ALICE: It’s obvious that people with multiple romantic relationships can’t possibly be committed, because ‘commitment’ means that you’re dedicated to oly one person. Someone who is not committed can’t be trusted, because they have no commitment to you.
BOB: But what if someone is committed to more than one person?
ALICE: Impossible. That’s a logical contradiction. ‘Commitment’ means ‘dedicated to only one person.’ You can’t be dedicated to two people any more than you can divide a circle into three halves.

This same sort of reasoning can cause problems in communication when one person’s words or ideas superficially resemble, but aren’t the same as, a different set of words or ideas that the listener has already formed an opinion about; what’ll happen is that the listener will assume that the words he’s hearing carry the same meaning as the words he’s already heard, and react as if they had the same meaning, when in fact they don’t.

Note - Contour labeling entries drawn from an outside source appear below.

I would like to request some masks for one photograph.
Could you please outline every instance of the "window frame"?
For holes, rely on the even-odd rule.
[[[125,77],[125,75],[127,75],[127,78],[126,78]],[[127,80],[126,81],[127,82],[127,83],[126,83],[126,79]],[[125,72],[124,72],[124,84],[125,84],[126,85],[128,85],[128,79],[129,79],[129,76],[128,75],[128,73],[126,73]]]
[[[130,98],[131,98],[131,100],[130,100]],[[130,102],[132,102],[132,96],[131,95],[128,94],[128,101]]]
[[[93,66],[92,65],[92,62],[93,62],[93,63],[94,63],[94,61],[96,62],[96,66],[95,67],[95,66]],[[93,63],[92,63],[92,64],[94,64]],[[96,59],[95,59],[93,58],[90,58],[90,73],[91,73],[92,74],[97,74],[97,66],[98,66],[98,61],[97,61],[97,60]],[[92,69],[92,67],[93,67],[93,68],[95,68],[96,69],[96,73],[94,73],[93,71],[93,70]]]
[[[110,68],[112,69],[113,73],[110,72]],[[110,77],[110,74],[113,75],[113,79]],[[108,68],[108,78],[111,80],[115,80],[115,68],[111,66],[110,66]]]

ALICE: Jealousy is an internal emotional state. A person why says ‘I am jealous’ is making a statement about an internal feeling; you can not necessarily draw any conclusions about that person’s circumstance just from that statement.
BOB: That’s bullshit! Jealousy is not always caused by internal feelings; sometimes, a person might feel jealous because of something their partner has done. You’re just trying to dodge responsibility for your actions, that’s all.
ALICE: I didn’t say anything about the causes of jealousy.
BOB: Yes you did! You’re just repeating that tired old line that jealousy is all in someone’s head and that person needs to just get over it already.

Often, you’ll see several different forces at work screwing up communication at the same time. Witness, for example, the people who believe that Americans don’t have to pay tax. They point to the fact that the United States has a “voluntary” tax system, erroneously thinking that “voluntary” means “something you don’t have to do;” in the specific legal sense, “voluntary” means “you volunteer information to the government about the amount of tax you owe” (meaning that you make the calculations, then send the IRS the result of those calculations; in a non-voluntary system, the government calculates how much tax you owe, and sends you a bill). Furthermore, they’re heavily emotionally–and financially–invested in the flawed understanding.

On the whole, I’m not entirely convinced communication ever really works at all, and I’m beginning to have my doubts about language.